Over four days, participants visited Rowan Oak, Faulkner’s home, touring rooms where the author liked to read and write; the home of a relative, who shared family stories and some of the author’s personal effects; the cemetery where Faulkner and his family are buried; and the buildings, streets, rivers and landscape from which he drew inspiration. Touring the archives at the University of Mississippi, they were also able to view original drafts of his works.

Literature through a medical lens

Andrew Ebner, a fourth-year Emory medical student, was drawn to both the class and the pilgrimage out of a love of literature. And it didn’t disappoint.

“The trip was amazing,” he says. “We were able to meet with William Faulkner’s great-niece, Meg Faulkner DuChaine, who shared personal memories of stories that her father had told about ‘Brother Will,’ as he was called.”

Beyond the literary focus, Ebner, who plans to study psychiatry, says medicine was woven into discussions along the way. For instance, a trip to a graveyard in Holly Springs, Mississippi, illuminated the public health crisis of the Yellow Fever epidemic of 1878, which resulted in some 20,000 deaths throughout the Lower Mississippi River Valley.

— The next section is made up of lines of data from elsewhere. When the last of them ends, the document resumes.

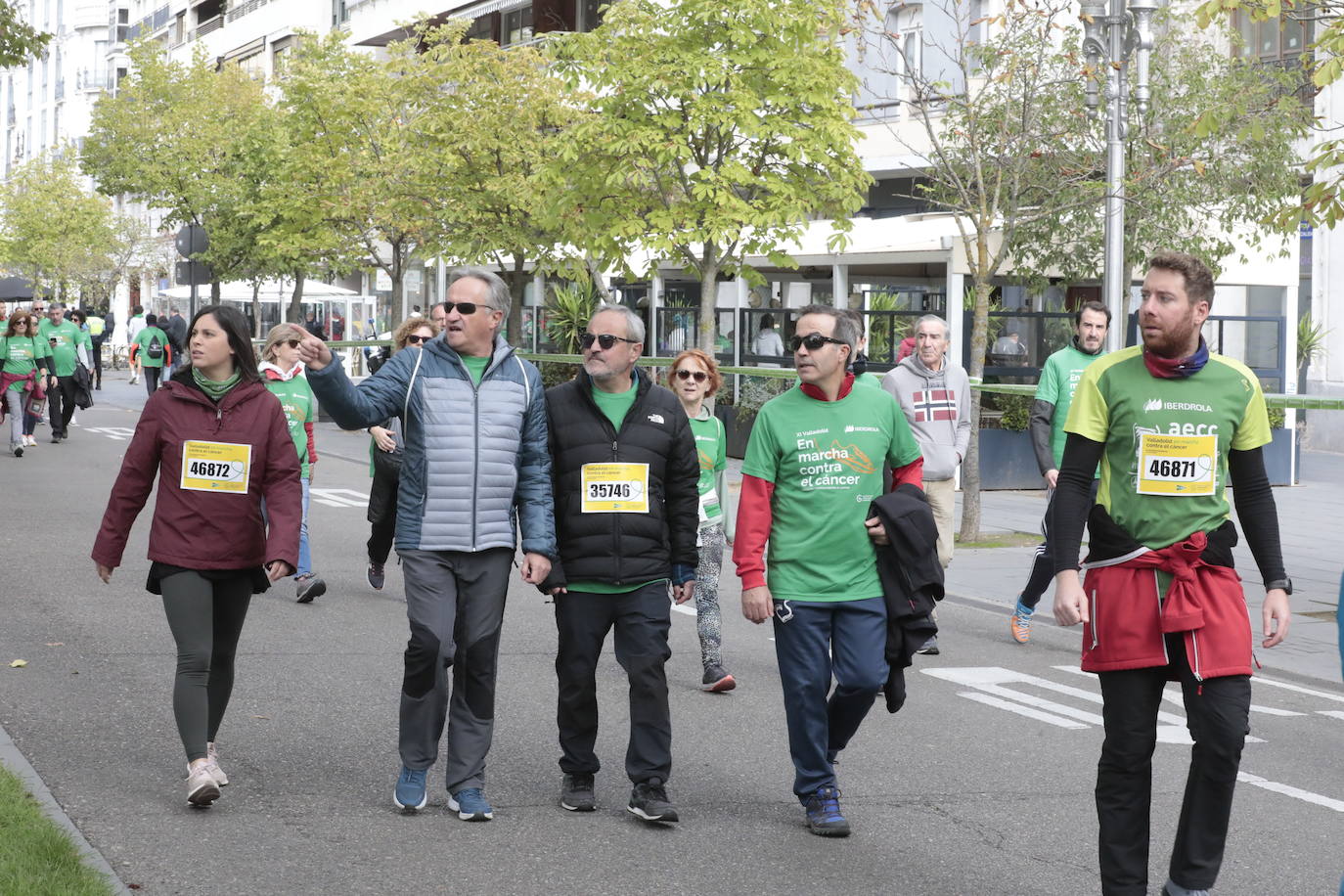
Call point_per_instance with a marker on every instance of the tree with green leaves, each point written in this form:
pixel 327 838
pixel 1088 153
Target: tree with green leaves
pixel 369 148
pixel 1322 204
pixel 50 227
pixel 19 42
pixel 183 137
pixel 717 130
pixel 995 109
pixel 1214 125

Ebner was intrigued to find towering cedar trees lining the pathway to Faulkner’s home. There was a time when cedar was thought to ward off mosquitos. He wondered: Could they have been planted in response to the epidemic?

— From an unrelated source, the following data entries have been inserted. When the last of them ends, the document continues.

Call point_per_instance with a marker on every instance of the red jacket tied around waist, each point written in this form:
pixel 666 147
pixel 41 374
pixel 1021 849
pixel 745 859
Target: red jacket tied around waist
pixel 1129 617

Sophia Neitsch, a junior majoring in English and comparative literature, joined the trip with the support of the Department of English in Emory College. She praised the experience for providing new insight and context to engage with the work of Faulkner and his Southern contemporaries.

“To have the opportunity to hold a first-edition of ‘The Sound and the Fury’ in a case that was hand-sewn by his mother was so amazing,” says Neitsch, originally from Ecuador. “It helped you to see the author as a person, a human being. Overall, it was an extremely rich experience.”

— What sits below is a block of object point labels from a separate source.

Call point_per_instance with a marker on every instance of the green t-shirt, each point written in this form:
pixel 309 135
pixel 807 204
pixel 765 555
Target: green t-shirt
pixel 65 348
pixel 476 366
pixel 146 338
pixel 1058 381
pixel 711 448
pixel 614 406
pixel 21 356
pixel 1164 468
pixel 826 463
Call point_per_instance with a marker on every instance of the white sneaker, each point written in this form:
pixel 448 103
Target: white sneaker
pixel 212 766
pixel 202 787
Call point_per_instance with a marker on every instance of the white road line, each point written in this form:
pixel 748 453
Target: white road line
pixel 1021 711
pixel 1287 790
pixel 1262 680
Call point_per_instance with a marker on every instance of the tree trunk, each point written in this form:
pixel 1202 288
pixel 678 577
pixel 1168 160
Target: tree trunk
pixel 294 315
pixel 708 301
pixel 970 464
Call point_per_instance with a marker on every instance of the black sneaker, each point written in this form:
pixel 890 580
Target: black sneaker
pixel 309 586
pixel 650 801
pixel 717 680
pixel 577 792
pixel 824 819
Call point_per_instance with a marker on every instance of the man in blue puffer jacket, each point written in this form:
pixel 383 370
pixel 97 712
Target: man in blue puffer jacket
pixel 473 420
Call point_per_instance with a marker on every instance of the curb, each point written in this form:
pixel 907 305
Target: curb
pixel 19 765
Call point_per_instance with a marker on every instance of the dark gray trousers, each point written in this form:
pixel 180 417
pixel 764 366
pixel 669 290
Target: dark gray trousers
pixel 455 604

This was the first time that Partin’s busy clinical schedule allowed him to join the literary pilgrimage, and he found it deeply rewarding. “It was fascinating to see these places that inspired Faulkner — having dinner where a character got off a train, seeing a road that featured prominently in one of his books, visiting a spring where he took his horse to get fresh water,” he says.

As a poet, Partin was inspired. “It’s given me some new ideas of what to write about, how to create characters and connection,” he explains. 

And as a physician, there are threads of the experience that he will carry back into both the classroom and the exam room. 

“When I listen to a patient, I believe it helps that I have spent time trying to interpret literature, studying an abstract idea and how to distill it. In fact, I often find that it can help me make a diagnostic connection,” Partin says.